Eomma, aku keluar dulu!”

Nyonya Kim mengernyit heran. “Ini sudah malam, Jongin. Kau mau kemana?”

“Yunhee, Eomma!”

“Yunhee? Ada apa dengannya?”

Belum sempat Jongin menjawab, punggung lelaki itu sudah menghilang di balik pintu. Beruntunglah ia sebab tempat kediaman Yunhee selama beberapa tahun terakhir ini terletak tepat di samping rumahnya.

“Permisi Nyonya—”

“Ah, Kim Jongin! Beruntung kau datang…”

Jongin tersenyum kecil, samar-samar dahinya berkerut melihat wajah Ibu Yunhee yang terlihat sayu. “Ada apa Nyonya Jung?”

Tapi yang ditanya hanya tersenyum simpul lalu menepuk pundak lelaki di hadapannya. “Masuklah, Yunhee ada di dalam.”

Keadaan rumah Yunhee yang terlihat—agak—berantakan membuat Jongin lagi-lagi mengernyit heran. Iris hazelnya menangkap pecahan kaca yang bertebaran, sepertinya telah terjadi pertengkaran hebat di sini.

“Yunhee….”

“Sudah dari siang ia mengurung diri di kamar, Jong-ah. Lebih baik kau periksa keadaannya.”
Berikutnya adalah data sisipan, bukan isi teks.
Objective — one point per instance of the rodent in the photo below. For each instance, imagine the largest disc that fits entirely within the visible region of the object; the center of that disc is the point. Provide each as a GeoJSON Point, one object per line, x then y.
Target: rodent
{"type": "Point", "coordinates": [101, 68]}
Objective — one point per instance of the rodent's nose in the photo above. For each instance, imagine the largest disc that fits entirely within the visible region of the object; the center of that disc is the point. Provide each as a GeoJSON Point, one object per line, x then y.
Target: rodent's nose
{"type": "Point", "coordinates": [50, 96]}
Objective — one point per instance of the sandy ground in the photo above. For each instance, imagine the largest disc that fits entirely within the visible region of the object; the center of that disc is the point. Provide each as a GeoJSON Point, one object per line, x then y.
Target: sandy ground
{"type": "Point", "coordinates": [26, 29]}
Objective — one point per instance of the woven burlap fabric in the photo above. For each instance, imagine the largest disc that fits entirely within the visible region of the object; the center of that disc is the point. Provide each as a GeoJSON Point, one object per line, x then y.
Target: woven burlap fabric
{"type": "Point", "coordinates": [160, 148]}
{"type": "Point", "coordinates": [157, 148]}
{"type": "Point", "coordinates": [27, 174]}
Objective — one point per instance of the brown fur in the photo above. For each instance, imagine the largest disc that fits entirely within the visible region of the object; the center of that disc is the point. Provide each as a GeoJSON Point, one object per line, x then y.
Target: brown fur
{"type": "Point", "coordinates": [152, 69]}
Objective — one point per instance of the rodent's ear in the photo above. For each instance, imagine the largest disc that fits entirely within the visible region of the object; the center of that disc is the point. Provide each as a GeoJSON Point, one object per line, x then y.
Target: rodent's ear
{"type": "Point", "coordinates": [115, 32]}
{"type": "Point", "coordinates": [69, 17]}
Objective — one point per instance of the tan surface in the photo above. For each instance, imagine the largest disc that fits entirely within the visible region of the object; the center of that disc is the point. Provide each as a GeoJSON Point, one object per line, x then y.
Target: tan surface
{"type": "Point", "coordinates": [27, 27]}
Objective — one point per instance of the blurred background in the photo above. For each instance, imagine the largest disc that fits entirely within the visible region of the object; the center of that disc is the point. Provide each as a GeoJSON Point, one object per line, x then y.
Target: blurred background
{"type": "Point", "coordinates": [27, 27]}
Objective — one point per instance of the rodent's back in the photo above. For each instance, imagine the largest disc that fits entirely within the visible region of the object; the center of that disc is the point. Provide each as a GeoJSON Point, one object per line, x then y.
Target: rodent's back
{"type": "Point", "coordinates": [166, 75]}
Mata Jongin beralih ke pintu coklat kayu di samping tubuhnya. Untuk beberapa saat ia hanya terdiam menatap emblem pintu yang bertuliskan ‘Yunhee’s private room!! ^_^” sebelum akhirnya memutuskan untuk mengangkat kepalan tangannya dan mengetuk beberapa kali.

“Yunhee-ya? Ini aku, Jongin.”

Ibu Yunhee menyunggingkan senyum ramah yang walau terlihat lemah sebelum berbalik meninggalkan Jongin berdua dengan Yunhee yang mengunci diri.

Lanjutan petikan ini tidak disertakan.